Creating a Self-Sustaining Clinical Trial Quality Management System

Article

Large clinical research enterprises have the resources to establish high standard clinical trial Quality Management Systems, while smaller enterprises may not have the means to do so. This article covers how clinical research enterprises can leverage technologies to develop an efficient clinical trial QMS.

Many large biopharmaceutical and medical device enterprises (clinical research enterprise) tend to have well-established clinical trial Quality Management Systems (QMSs), and expend a lot of resources to sustain necessary oversight to maintain gold standard quality in clinical operations. However, smaller clinical research enterprises with limited resources may struggle to efficiently achieve the same level of quality. In this article, we will describe how a clinical research enterprise can leverage clinical technologies to develop an efficient self-sustaining clinical trial QMS.    Define your risks   The first and foremost task is to understand your study’s risks; what risk are you trying to mitigate?

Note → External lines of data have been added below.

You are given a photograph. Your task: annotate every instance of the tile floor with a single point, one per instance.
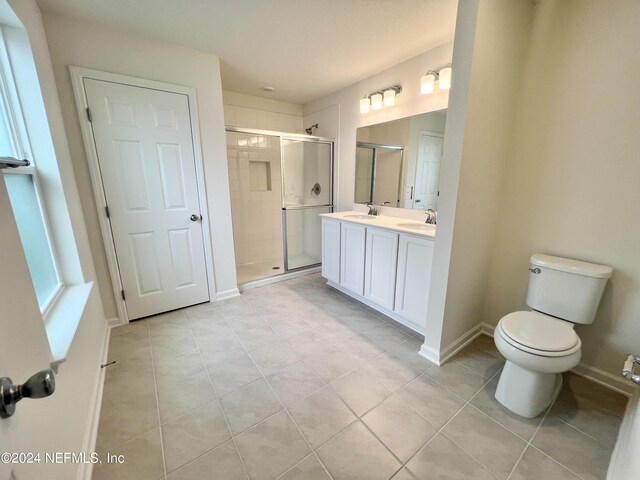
(296, 381)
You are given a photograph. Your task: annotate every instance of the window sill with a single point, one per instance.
(63, 318)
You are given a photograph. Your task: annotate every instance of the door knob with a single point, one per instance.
(40, 385)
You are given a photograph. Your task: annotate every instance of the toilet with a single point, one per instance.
(539, 345)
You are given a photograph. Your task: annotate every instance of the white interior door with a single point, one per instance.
(25, 348)
(145, 150)
(428, 172)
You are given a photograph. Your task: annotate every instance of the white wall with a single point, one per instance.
(248, 111)
(74, 42)
(468, 222)
(338, 114)
(572, 184)
(60, 422)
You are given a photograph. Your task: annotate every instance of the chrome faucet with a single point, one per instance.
(373, 210)
(432, 216)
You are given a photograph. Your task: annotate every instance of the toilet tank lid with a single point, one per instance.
(572, 266)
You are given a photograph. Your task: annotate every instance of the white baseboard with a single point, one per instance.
(429, 354)
(233, 292)
(278, 278)
(91, 430)
(594, 374)
(606, 379)
(459, 343)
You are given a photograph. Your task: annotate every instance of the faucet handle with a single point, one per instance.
(432, 216)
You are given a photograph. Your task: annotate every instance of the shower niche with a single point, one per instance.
(279, 184)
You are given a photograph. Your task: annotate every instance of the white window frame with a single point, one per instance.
(19, 138)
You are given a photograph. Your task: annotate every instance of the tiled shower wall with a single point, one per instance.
(254, 183)
(254, 112)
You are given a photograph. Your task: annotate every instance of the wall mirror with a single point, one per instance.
(399, 162)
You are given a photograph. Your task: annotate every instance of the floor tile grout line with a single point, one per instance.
(224, 415)
(312, 454)
(326, 384)
(546, 413)
(467, 402)
(440, 431)
(582, 432)
(155, 384)
(556, 461)
(284, 406)
(385, 350)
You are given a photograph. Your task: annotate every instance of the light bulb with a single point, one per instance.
(364, 105)
(426, 82)
(445, 78)
(376, 101)
(389, 98)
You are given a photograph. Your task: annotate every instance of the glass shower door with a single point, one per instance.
(306, 192)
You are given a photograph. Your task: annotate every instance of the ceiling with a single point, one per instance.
(305, 49)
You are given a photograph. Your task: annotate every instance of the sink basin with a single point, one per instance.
(418, 226)
(361, 217)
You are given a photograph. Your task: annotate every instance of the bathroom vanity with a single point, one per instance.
(381, 261)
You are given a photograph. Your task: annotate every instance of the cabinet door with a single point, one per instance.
(381, 260)
(352, 242)
(331, 250)
(415, 257)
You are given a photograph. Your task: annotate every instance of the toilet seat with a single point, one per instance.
(539, 334)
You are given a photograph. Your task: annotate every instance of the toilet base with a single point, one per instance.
(525, 392)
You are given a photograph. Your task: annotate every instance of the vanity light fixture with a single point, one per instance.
(365, 104)
(429, 79)
(390, 94)
(376, 100)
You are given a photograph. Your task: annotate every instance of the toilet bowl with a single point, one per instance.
(539, 345)
(538, 348)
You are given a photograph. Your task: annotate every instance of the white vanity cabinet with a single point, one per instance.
(380, 267)
(352, 250)
(383, 266)
(331, 250)
(415, 258)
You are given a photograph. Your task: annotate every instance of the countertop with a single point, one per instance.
(397, 224)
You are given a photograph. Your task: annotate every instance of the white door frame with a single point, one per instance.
(78, 74)
(428, 133)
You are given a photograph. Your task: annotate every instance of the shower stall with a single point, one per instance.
(279, 184)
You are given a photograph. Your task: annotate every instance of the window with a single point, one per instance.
(24, 192)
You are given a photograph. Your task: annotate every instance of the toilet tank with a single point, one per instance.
(565, 288)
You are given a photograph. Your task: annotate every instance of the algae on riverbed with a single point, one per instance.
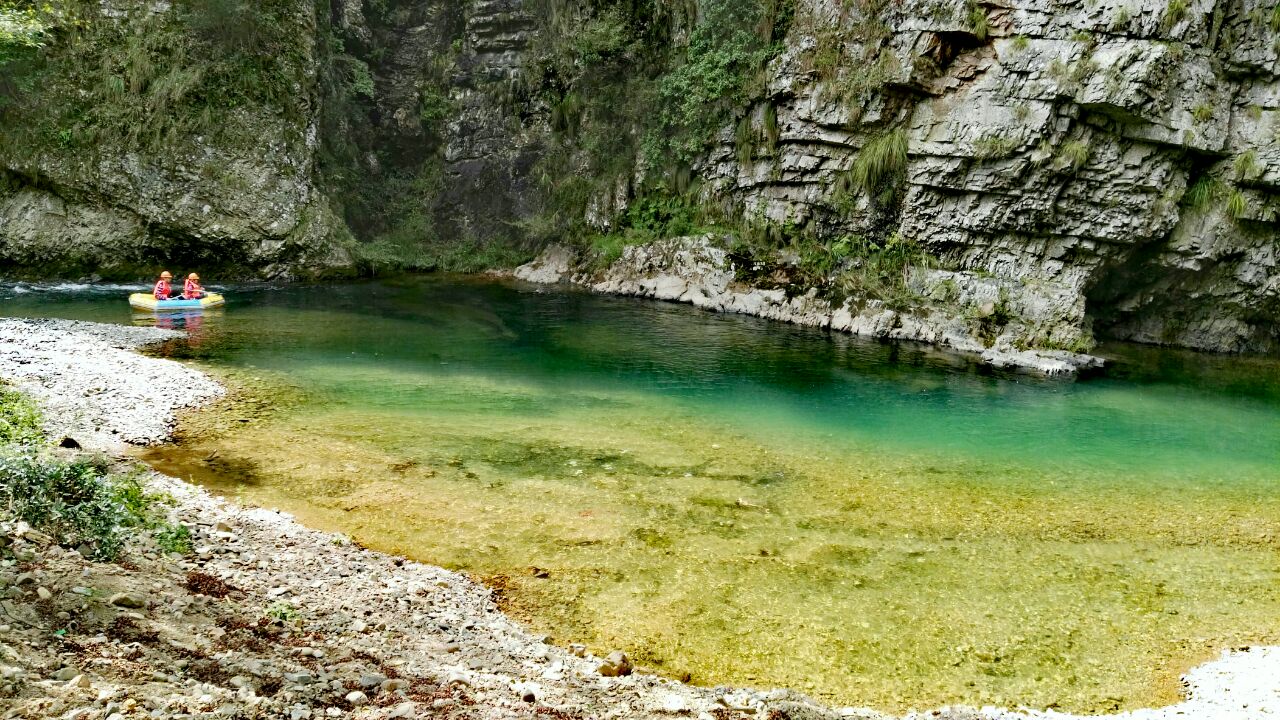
(755, 504)
(865, 578)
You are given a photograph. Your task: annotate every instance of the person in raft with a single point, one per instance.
(163, 290)
(191, 288)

  • Is it pharmacological in nature?

  • Interpretational/subjective?

  • Operational?

  • Financial?

  • Regulatory?

  • Technological?

While much of risk mitigation tends to be associated with expending resources upfront to design a solid protocol, study teams need to conduct a thorough evaluation of study risks (typically via

Risk Assessment Tools, now accessible for free on the cloud

) via cross-functional collaborations.   

Transform risks into analytics

  In order to measure and oversee clinical trial risk, study teams must quantify risk analysis by transforming qualitative risks into measurable and quantifiable analytics. While QMSs come in many forms, we will use a rating system for demonstration purposes; accordingly, for example, in order to mitigate data variability risk in a psychiatric study that depends heavily on the skill of raters, study teams have to not only select qualified site personnel to conduct ratings, but, they also need to set up a system that enables PIs (or an independent party) to rate the quality give a score, and offer feedback on the rater’s assessment. Correspondingly, scores can be aggregated, and raters can be put in varying risk categories.   For more complex assessments that require PI ratings (i.e., ECOG score interpretation via Karnofsky Status in order to gauge patient improvement), a medical adjudication committee can act as a quality reviewer.  

Leverage technologies and workflows

  With advances in clinical technologies and computer data science, clinical research enterprises can now implement customized workflows to not only improve study oversight, but, also act as a means to communicate with study sites. To expand on the aforementioned examples, a reviewer can communicate the quality score of a rater at a study site through the use of clinical technology. Moreover, study teams can leverage visualizations (i.e., colorized tables, or plots) to categorize study site rater risk by reviewer quality scores, and implement specific quality improvement rules (i.e., raters who have a quality score <50 need more oversight by a more experienced/qualified site staff before they are able to conduct ratings on their own).  

Leverage the study site

  It is important to emphasize that maintaining the relationship with, and managing the study site is one of the larger time and resource investments that the clinical research enterprise makes during clinical operations. Being one of the larger investment assets, the study site should be incorporated into the QMS in order to actualize a self-improving system.   To elaborate on the previous example, in combination with quality scores, enabling reviewers to also include written feedback on to help guide raters at study sites, and improve rater quality essentially enables site raters to learn as they become more familiar with study operations, and data quality expectations.   In some form, the clinical research enterprise currently does this with human resources (i.e., monitors during visits). The challenge with this model (

as demonstrated in a previous interview with a compliance expert

), is that subjectivity is introduced and the process may not necessarily be as efficient as consistent analytical interactions. To demonstrate, CRAs may miss essential signals, and feedback is incorporated in infrequent monitoring reports that generally state areas lacking data quality. This model is not conducive towards collaborative learning, nor does it offer the capability of analytically measuring quality.   With self-improving QMSs that enhance communications powered with clinical technology, study sites are much more likely to learn quality expectations as they go along, and feel involved in the process of quality improvement. Additionally, sponsors can measure quality improvement through analytics. Figure 1 comprehensively illustrates the aforementioned example. It is important to emphasize that this example is just one of many different self-sustaining QMSs that can be implemented in clinical trials.   

With the ability to measure clinical trial quality with analytics, sponsors can not only demonstrate improved oversight, but, also optimize and standardize their quality management programs to address higher risk areas. Additionally, the self-sustaining approach exploits the existing clinical research infrastructure to efficiently improve quality. Further, leveraging technology and computer data science can help clinical research enterprises (especially smaller ones) achieve gold standard quality more efficiently and with less resources.